D’avance Dieu avait destiné Jean Baptiste à venir proclamer la joie des hommes et l’allégresse des cieux. De sa bouche, le monde a entendu tomber les paroles admirables qui annonçaient la présence de notre Rédempteur, l’Agneau de Dieu (Jn 1, 29). Alors que ses parents avaient perdu tout espoir d’obtenir une descendance, l’ange, messager d’un si grand mystère, l’a envoyé pour servir de témoin au Seigneur avant même de naître (Lc 1, 41)…
Il a rempli d’une joie éternelle le sein de sa mère, quand elle le portait en elle… En effet, dans l’Évangile, on lit ces paroles qu’Élisabeth dit à Marie : « Lorsque j’ai entendu tes paroles de salutation, l’enfant a tressailli d’allégresse au-dedans de moi.
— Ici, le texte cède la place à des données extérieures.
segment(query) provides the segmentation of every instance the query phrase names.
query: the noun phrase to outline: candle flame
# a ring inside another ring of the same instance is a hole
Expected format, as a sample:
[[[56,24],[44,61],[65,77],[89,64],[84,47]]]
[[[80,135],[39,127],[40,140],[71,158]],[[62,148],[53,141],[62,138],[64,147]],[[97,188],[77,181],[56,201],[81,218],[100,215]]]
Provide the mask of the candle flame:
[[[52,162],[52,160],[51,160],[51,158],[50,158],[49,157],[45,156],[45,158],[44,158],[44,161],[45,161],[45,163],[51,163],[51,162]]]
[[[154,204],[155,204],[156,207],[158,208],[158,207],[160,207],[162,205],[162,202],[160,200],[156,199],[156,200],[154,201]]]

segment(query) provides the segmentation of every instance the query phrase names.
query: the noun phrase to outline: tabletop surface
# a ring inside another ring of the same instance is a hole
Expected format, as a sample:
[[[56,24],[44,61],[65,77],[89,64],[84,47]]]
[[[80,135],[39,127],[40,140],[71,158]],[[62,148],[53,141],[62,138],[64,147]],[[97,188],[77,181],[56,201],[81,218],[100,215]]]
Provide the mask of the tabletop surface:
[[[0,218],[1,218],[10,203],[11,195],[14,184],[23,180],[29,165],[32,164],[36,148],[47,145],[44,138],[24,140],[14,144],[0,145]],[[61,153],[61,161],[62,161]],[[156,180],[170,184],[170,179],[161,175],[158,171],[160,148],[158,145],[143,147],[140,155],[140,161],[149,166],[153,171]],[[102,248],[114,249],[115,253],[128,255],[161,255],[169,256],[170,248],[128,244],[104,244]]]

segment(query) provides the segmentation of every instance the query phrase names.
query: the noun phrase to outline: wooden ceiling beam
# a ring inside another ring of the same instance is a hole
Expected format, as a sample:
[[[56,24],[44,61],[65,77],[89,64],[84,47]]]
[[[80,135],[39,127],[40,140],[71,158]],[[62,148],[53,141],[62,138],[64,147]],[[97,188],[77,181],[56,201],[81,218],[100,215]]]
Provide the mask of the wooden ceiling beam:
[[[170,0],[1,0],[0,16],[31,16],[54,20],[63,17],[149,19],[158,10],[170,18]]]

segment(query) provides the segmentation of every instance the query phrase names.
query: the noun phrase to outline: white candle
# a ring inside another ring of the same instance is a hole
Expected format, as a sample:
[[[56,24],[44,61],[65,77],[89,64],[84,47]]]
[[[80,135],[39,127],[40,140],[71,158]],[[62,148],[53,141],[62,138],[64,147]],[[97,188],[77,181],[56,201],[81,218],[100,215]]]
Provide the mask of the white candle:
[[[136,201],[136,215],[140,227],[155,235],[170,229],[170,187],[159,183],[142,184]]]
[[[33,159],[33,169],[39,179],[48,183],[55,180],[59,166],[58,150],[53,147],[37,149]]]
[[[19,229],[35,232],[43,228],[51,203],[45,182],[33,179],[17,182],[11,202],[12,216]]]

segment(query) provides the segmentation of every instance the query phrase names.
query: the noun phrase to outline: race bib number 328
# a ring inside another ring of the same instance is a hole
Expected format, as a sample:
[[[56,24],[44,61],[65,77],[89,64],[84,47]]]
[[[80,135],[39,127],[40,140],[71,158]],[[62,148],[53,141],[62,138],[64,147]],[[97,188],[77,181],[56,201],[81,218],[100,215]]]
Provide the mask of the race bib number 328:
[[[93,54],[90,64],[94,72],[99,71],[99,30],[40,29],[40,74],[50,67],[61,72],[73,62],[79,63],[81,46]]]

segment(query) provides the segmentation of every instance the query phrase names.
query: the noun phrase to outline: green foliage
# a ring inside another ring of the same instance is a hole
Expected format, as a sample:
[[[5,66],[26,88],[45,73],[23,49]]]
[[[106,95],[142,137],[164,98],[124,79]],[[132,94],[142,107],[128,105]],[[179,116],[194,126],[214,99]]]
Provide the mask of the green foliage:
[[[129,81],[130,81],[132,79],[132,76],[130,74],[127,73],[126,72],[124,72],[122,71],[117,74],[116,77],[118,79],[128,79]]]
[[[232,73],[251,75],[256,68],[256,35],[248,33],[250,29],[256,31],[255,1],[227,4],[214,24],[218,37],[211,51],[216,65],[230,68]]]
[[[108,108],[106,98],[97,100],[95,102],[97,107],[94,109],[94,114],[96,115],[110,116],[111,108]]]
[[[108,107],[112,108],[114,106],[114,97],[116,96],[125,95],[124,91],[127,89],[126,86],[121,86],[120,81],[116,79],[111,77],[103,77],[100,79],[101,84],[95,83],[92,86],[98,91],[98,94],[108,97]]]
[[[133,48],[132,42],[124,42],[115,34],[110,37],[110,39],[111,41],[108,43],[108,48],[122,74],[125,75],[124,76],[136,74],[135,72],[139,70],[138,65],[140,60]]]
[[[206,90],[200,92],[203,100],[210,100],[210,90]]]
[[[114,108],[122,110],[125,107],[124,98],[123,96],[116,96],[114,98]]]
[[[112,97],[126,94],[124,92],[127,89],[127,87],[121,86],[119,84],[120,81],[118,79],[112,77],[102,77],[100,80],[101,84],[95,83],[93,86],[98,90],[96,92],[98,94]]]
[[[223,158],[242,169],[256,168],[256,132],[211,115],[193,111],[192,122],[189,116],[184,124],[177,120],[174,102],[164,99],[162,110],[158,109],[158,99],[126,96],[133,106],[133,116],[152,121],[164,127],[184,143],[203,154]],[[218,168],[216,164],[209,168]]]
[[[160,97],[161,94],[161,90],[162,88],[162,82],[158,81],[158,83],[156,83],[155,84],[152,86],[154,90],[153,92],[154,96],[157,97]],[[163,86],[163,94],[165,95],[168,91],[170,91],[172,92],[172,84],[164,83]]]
Comment ai-je ce bonheur que la mère de mon Seigneur vienne jusqu’à moi ? » (Lc 1, 43-44)… Tandis que, dans sa vieillesse, elle s’affligeait de ne pas avoir donné d’enfant à son mari, soudain elle a mis au monde un fils qui était aussi le messager du salut éternel pour le monde entier. Et un messager tel que, dès avant sa naissance, il a exercé le privilège de son ministère futur quand il a répandu son esprit prophétique par les paroles de sa mère.
Puis, par la puissance du nom que l’ange lui avait donné d’avance, il a ouvert la bouche de son père fermée par l’incrédulité (Lc 1, 13.20). Lorsqu’en effet Zacharie était devenu muet, ce n’était pas pour le rester mais pour recouvrer divinement l’usage de la parole et confirmer par un signe venu du ciel que son fils était un prophète. Or, l’Évangile dit de Jean : « Cet homme n’était pas la Lumière, mais il était là pour lui rendre témoignage pour que tous croient par lui » (Jn 1, 7-8). Il n’était certes pas la Lumière, mais il était tout entier dans la lumière, celui qui a mérité de rendre témoignage à la Lumière véritable.
C’est la prière et non le désir sexuel qui a fait concevoir Jean Baptiste. Le sein d’Élisabeth avait passé l’âge de donner la vie, son corps avait perdu l’espoir de concevoir ; malgré ces conditions de désespérance, la prière de Zacharie a permis à ce corps vieilli de germer encore : la grâce et non la nature a conçu Jean. Il ne pouvait être que saint, ce fils dont la naissance provient moins de l’étreinte que de la prière.
Cependant nous ne devons pas nous étonner que Jean ait mérité une naissance si glorieuse. La naissance du précurseur du Christ, de celui qui lui ouvre la voie, devait présenter une ressemblance avec celle du Seigneur notre Sauveur. Si donc le Seigneur est né d’une vierge, Jean a été conçu par une femme âgée et stérile… Nous n’en admirons pas moins Élisabeth qui a conçu dans sa vieillesse, tout comme Marie a enfanté dans la virginité.
Il y a là, je pense, un symbole : Jean représentait l’Ancien Testament, il est né du sang déjà refroidi d’une vieille femme, tandis que le Seigneur, qui annonce la Bonne Nouvelle du Royaume des cieux, est le fruit d’une jeunesse pleine de sève. Marie, consciente de sa virginité, admire l’enfant lové dans ses entrailles. Élisabeth, consciente de sa vieillesse, rougit de son ventre alourdi par sa grossesse ; l’évangéliste dit, en effet : « Elle se tenait cachée cinq mois durant ». Il nous faut admirer aussi que le même archange Gabriel annonce les deux naissances : il apporte une consolation à Zacharie, qui reste incrédule ; il vient encourager Marie, qu’il trouve confiante (Lc 1,26s). Le premier, pour avoir douté, a perdu sa voix ; la deuxième, pour avoir cru aussitôt, a conçu le Verbe Sauveur.